O principal oficial de direitos humanos da ONU está levantando uma sobrancelha - e possivelmente a pressão arterial - sobre o recente entusiasmo do Irã pela pena capital. Volker Türk, o Alto Comissário da ONU para os Direitos Humanos, expressou alarme na quarta-feira sobre o aumento acentuado de execuções e sentenças de morte no Irã desde que a campanha de bombardeios dos EUA e de Israel começou no final de fevereiro. Aparentemente, a pena de morte agora está servindo a um duplo propósito: punir crimes e incutir uma dose saudável de terror na população.

“Estou alarmado com o aumento de execuções e sentenças de morte emitidas no Irã desde março e que a pena capital continua a ser usada para incutir medo na população e suprimir a dissidência”, disse Türk em um comunicado, instando as autoridades iranianas a pisar no freio das execuções e talvez reconsiderar toda a questão da pena de morte.

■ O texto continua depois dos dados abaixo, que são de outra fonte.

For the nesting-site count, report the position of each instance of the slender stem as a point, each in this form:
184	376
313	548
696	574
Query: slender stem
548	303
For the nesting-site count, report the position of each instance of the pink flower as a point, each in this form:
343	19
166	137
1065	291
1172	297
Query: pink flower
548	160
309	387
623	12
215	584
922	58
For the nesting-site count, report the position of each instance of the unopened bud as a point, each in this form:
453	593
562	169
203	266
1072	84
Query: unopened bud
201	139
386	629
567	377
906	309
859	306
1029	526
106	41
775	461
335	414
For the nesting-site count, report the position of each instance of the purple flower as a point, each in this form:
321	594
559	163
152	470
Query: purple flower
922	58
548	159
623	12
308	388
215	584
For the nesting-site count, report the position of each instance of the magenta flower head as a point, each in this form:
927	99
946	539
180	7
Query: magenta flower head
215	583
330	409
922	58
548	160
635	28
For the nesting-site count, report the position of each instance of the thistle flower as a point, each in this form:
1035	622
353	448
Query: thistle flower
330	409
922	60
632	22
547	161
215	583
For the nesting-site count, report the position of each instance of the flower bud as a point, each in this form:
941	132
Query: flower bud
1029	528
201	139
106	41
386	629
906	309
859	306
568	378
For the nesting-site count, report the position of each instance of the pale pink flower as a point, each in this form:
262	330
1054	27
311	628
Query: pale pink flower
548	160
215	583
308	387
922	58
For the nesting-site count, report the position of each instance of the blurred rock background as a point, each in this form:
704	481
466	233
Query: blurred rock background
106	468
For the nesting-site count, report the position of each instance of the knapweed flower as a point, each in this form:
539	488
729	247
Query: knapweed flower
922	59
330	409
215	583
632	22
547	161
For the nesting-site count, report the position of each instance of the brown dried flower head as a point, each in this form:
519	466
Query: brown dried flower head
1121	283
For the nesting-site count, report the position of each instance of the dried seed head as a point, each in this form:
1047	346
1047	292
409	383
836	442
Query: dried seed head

O contexto: protestos civis generalizados começaram no final de 2025, alimentados por agitação econômica, inflação crescente e escassez - porque nada diz 'nós nos importamos' como uma repressão. A resposta do governo levou a milhares de mortes, milhares de detidos e um apagão de internet de meses, porque nada diz 'transparência' como cortar a web.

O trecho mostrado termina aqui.